More broadly Finance Minister Pravin Gordhan would commission a study of all tax policies “to make sure we have an appropriate revenue base to support public spending”. It would include an evaluation of the mining royalties regime, although he did not mention the ANC’s support at Mangaung for a tax on superprofits.

He also indicated that the government was looking at incentives for commercial farmers to ensure they were recognised for their input in mentoring new black farmers.

Noting that he had met Anglo American chairman John Parker recently to discuss the planned retrenchment of 14 000 workers at its platinum division, he said the government believed that at a policy level “we have managed to bring about certainty in the mining sector”. The nationalisation issue had also been “laid to rest” at Mangaung.

Two years after the announcement that the government would introduce a youth wage subsidy, Zuma finally stood up to elements in the ruling alliance and announced that a youth job incentive would be implemented.

The subsidy has been bitterly opposed by the Progressive Youth Alliance – the umbrella body of the ANC Youth League, the Young Communist League and student movements, SA Students’ Congress and Congress of SA Students.

Cosatu has also made it known it was concerned that any subsidy to private business might push existing workers out of their jobs, as businesses took in younger and cheaper workers who were subsidised by the state.

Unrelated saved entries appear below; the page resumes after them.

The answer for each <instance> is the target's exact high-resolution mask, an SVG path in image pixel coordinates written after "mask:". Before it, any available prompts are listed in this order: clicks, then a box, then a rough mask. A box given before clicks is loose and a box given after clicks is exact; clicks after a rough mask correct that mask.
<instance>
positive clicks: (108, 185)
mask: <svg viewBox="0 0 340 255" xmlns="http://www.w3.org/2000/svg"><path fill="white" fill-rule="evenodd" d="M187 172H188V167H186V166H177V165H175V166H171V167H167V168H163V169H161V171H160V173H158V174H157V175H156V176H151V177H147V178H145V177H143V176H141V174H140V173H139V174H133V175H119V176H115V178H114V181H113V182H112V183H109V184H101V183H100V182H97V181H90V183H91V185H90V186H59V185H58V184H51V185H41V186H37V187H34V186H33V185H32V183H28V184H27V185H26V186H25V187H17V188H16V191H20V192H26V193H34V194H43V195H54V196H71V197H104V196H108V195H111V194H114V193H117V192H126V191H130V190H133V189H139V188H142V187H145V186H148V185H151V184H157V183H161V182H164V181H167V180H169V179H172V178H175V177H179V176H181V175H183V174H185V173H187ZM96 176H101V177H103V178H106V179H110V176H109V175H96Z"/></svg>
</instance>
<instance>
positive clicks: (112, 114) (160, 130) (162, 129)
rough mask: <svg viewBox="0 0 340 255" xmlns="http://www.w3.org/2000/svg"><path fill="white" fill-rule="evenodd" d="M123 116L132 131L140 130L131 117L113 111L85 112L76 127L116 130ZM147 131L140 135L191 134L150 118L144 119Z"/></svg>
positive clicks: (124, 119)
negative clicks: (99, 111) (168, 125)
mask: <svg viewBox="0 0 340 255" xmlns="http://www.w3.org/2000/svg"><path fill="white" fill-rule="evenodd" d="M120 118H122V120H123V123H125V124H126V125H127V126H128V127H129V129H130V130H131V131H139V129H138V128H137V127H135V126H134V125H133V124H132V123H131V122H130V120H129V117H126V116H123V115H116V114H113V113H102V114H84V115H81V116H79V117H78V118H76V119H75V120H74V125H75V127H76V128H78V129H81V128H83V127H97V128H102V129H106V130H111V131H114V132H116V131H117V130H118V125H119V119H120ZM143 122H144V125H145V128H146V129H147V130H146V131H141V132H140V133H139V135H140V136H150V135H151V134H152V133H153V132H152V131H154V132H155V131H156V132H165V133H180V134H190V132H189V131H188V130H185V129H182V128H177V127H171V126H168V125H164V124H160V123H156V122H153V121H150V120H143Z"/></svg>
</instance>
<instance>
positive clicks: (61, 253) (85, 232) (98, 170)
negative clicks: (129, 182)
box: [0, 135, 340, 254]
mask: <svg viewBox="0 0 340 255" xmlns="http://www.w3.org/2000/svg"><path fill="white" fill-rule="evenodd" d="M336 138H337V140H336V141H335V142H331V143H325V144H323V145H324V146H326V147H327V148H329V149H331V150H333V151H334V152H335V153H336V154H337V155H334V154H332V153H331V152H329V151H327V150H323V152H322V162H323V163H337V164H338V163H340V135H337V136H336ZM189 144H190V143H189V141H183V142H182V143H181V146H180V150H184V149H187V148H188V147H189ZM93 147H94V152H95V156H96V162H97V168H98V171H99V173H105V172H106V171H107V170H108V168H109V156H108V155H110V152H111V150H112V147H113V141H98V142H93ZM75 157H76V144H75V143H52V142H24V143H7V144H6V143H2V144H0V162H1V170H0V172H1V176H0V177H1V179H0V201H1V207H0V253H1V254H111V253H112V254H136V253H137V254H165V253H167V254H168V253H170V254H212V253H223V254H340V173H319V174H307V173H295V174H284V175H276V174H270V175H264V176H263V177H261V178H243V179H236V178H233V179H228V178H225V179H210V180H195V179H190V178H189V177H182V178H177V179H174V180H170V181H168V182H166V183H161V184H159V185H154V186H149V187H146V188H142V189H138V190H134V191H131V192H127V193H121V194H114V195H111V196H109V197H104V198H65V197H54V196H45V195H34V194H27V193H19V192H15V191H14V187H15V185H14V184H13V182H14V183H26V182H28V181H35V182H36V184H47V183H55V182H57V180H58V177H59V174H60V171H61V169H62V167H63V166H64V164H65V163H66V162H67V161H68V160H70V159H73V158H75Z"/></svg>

In reply to a question from DA parliamentary leader Lindiwe Mazibuko last year, the president said the youth subsidy would go through a process of consultation.

He acknowledged the opposition to the plan, but said “cabinet does not intend to abandon the policy”. The government had undertaken to resolve the concerns raised by its social partners, he said.

He said rising unemployment, “particularly among young people”, had become a focus challenge worldwide.

“In South Africa, the proposed youth employment incentive constitutes just one of many government interventions intended to alleviate youth unemployment over the short term and long term.”

This included measures to boost labour demand and create a conducive environment for investment and growth through the infrastructure build programme and economic support package, and address skills constraints through measures to improve access to, and the quality of, education.

Zuma said there would be a crackdown on government officials who did not pay small businesses within 30 days for work done on state contracts.